“But why does it follow that anybody is to blame, at all? Why may she not have put herself to death?” said one of the previous speakers.
“A suicide! that is a new idea. But it does not seem a very promising one. Why should she kill herself? She was in the full tide of success, and had just received an offer of marriage, if what we hear is true, from the richest man in Ravenna. Is it likely that she should choose just that moment to make away with herself?” replied another.
“In any case the doctors will know what to tell us about that. They can always tell whether anybody has killed themselves or been murdered by somebody else.”
“By the way, Signor Barone, have you heard whether the medical report has been made yet? But I suppose the police would not let us know what the doctor’s opinion was, if it had been made. Who knows who has been employed to examine the body?”
“I know!” answered the Baron Manutoli, “the Professore Tomosarchi. And whatever can be found out by examining the body, he will find out, depend upon it. I was asking about it just now. The examination will take place to-morrow morning.”
“But who ever heard of such a thing as going off to the Pineta at that time in the morning, and after being up all night at a ball too?” said Lombardoni, spitefully. “Why, it looks as if a man must have had some scheme, some out-of-the-way motive of some kind to do such a thing.”
“Not at all,” returned Manutoli angrily,” I don’t see that at all. A charmingly imagined frolic, I should say, a capital wind-up for a last night of carnival. I should have liked it myself.”
“And then,” said one of the others, “one can’t refuse such a girl as La Bianca. And it’s two to one that she asked Ludovico to take her, for a lark.”
“But I happen to know,” said Leandro, quickly, that it was he who proposed it to her. He persuaded her to go.”
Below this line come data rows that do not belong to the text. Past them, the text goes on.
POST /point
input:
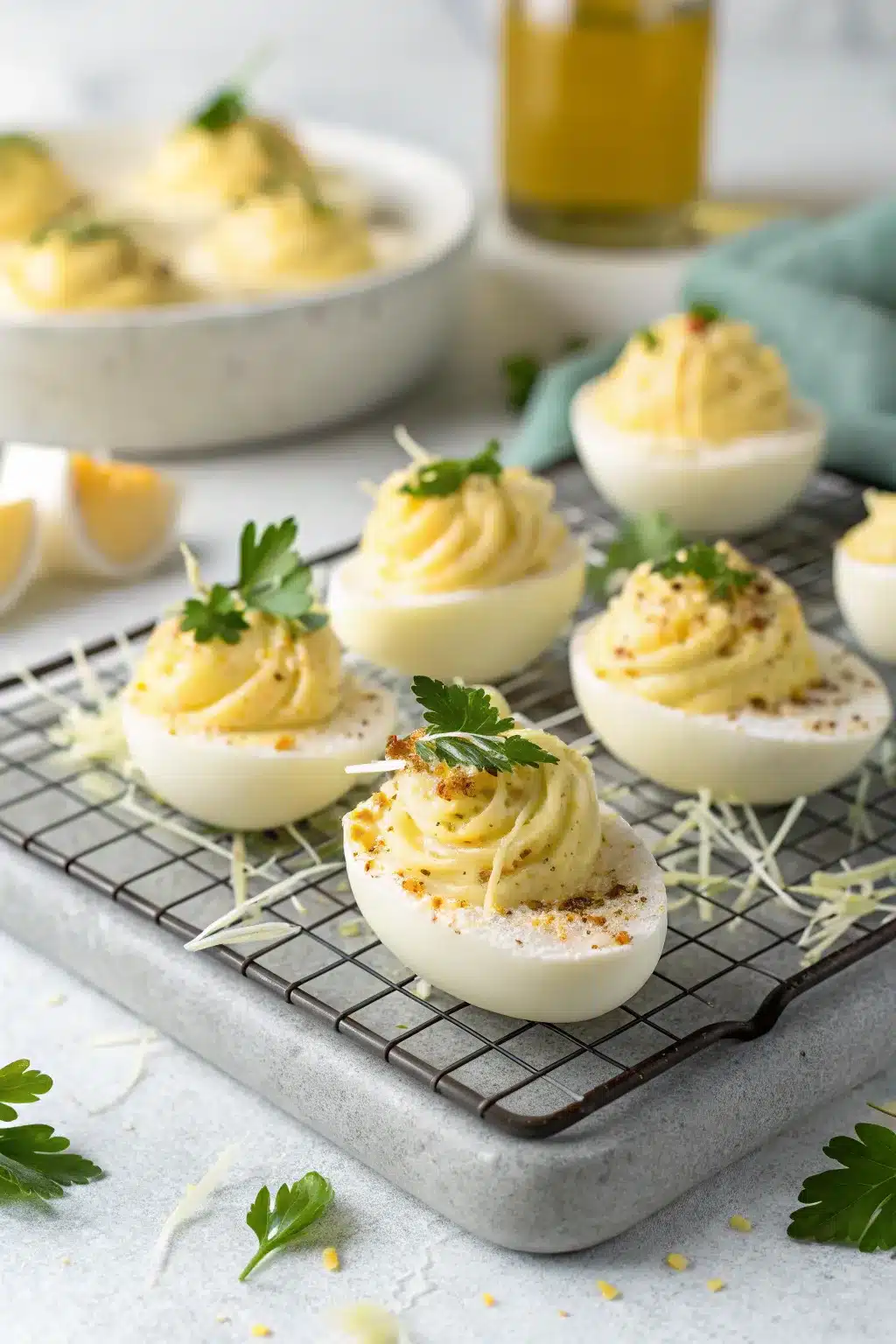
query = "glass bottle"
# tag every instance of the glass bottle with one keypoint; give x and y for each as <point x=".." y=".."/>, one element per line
<point x="604" y="110"/>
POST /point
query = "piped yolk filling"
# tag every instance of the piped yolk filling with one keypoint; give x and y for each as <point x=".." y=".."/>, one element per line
<point x="125" y="508"/>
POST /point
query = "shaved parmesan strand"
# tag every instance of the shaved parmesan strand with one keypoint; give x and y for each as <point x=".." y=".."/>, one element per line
<point x="375" y="766"/>
<point x="414" y="451"/>
<point x="190" y="1208"/>
<point x="193" y="576"/>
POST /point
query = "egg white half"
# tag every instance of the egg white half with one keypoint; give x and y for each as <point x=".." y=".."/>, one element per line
<point x="241" y="781"/>
<point x="730" y="489"/>
<point x="514" y="964"/>
<point x="866" y="598"/>
<point x="45" y="474"/>
<point x="747" y="756"/>
<point x="18" y="571"/>
<point x="479" y="634"/>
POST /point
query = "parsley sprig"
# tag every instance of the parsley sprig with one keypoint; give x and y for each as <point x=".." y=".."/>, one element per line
<point x="465" y="727"/>
<point x="437" y="480"/>
<point x="289" y="1216"/>
<point x="855" y="1201"/>
<point x="32" y="1158"/>
<point x="708" y="564"/>
<point x="648" y="536"/>
<point x="273" y="578"/>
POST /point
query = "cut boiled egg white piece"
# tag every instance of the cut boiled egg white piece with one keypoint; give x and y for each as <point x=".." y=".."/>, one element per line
<point x="102" y="519"/>
<point x="477" y="634"/>
<point x="256" y="781"/>
<point x="751" y="754"/>
<point x="19" y="550"/>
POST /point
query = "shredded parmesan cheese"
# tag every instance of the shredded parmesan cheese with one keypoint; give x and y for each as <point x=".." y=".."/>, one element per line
<point x="191" y="1206"/>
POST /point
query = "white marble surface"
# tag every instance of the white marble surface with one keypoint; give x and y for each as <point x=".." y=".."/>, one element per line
<point x="798" y="107"/>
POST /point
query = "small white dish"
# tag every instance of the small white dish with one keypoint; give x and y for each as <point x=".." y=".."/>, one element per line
<point x="228" y="371"/>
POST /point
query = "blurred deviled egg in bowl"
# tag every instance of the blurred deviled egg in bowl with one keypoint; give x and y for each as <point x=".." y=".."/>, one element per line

“And how in the world do you know that, pray?” asked Manutoli, turning sharply upon him.
“I—I heard it said. I was told so. I am sure I don’t know who it was said so. Nobody has been talking about anything else. Some fellow or other said that Ludovico had proposed the trip to her.”
“The fact is, in short, that you know just nothing at all about it. You happen to know, forsooth! It seems to me, Signor Conte, that you are strangely ready to fancy you know anything that might seem to go against Ludovico,” rejoined Manutoli.
“And what would be the result if it should turn out that he was guilty—if be were condemned?” asked one of the younger men, looking afraid of his words, as he spoke them.
“God knows,—the galleys, I suppose. But one must not imagine such a thing. It is too frightful,” said Manutoli.
“Horrible! Shocking! Impossible!” cried a chorus of voices.
“Good God! Result! The disgrace and destruction of the noblest family in the province. The ending of a fine old name in infamy. Gracious heaven, it is too horrible to think of,” exclaimed Manutoli, with much emotion.